Parallax refers to the apparent displacement of an object, the shift of its position against a background, caused by a change of the point from which we observe it. The philosophical twist to be added is that the observed difference isn’t simply “subjective,” due to the fact that the same object that exists “out there” is seen from two different points of view. It is rather that, as Hegel would have put it, subject and object are inherently “mediated,” so that an epistemological shift in the subject’s point of view always reflects an ontological shift in the object itself. In the 1960s and ’70s, for example, it was possible to buy soft-porn postcards featuring a model clad in a bikini or wearing a proper gown; however, when one moved the postcard a little bit or looked at it from a slightly different perspective, the bikini or dress magically disappeared, revealing the naked body of the model.

“The heroine’s sublime beauty and her monstrous brutality are intimately connected.”

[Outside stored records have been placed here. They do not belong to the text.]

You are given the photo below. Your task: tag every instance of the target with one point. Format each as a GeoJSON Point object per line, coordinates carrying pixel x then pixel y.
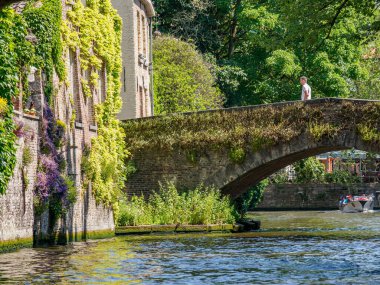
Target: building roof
{"type": "Point", "coordinates": [149, 8]}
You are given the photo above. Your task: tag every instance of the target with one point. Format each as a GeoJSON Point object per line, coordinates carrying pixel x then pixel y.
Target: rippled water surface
{"type": "Point", "coordinates": [291, 248]}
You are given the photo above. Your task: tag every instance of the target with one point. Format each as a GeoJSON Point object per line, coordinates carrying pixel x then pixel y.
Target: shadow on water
{"type": "Point", "coordinates": [291, 248]}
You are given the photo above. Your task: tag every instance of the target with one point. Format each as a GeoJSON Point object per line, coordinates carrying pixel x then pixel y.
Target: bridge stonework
{"type": "Point", "coordinates": [195, 148]}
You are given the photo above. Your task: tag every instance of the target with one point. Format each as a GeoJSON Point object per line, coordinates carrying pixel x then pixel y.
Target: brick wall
{"type": "Point", "coordinates": [85, 218]}
{"type": "Point", "coordinates": [16, 206]}
{"type": "Point", "coordinates": [310, 196]}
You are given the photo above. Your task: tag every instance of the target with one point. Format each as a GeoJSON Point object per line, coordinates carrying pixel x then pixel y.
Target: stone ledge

This is how things are with the Todd Field drama Tár. The heroine’s sublime beauty and her monstrous brutality are intimately connected, as in the vulgar postcard: A small shift in our point of view makes visible her uncanny nature, since her artistic passion is grounded in her very monstrosity.

Tár tells the story of Lydia Tár (Cate Blanchett), a famous composer-conductor and the first female chief conductor of the Berlin Philharmonic. In an interview at The New Yorker Festival, she promotes several new projects, including her upcoming live recording of Mahler’s Symphony No. 5. Through it all, she relies on Francesca (Noémie Merlant), her attentive personal assistant, and Sharon (Nina Hoss), her wife and concertmaster.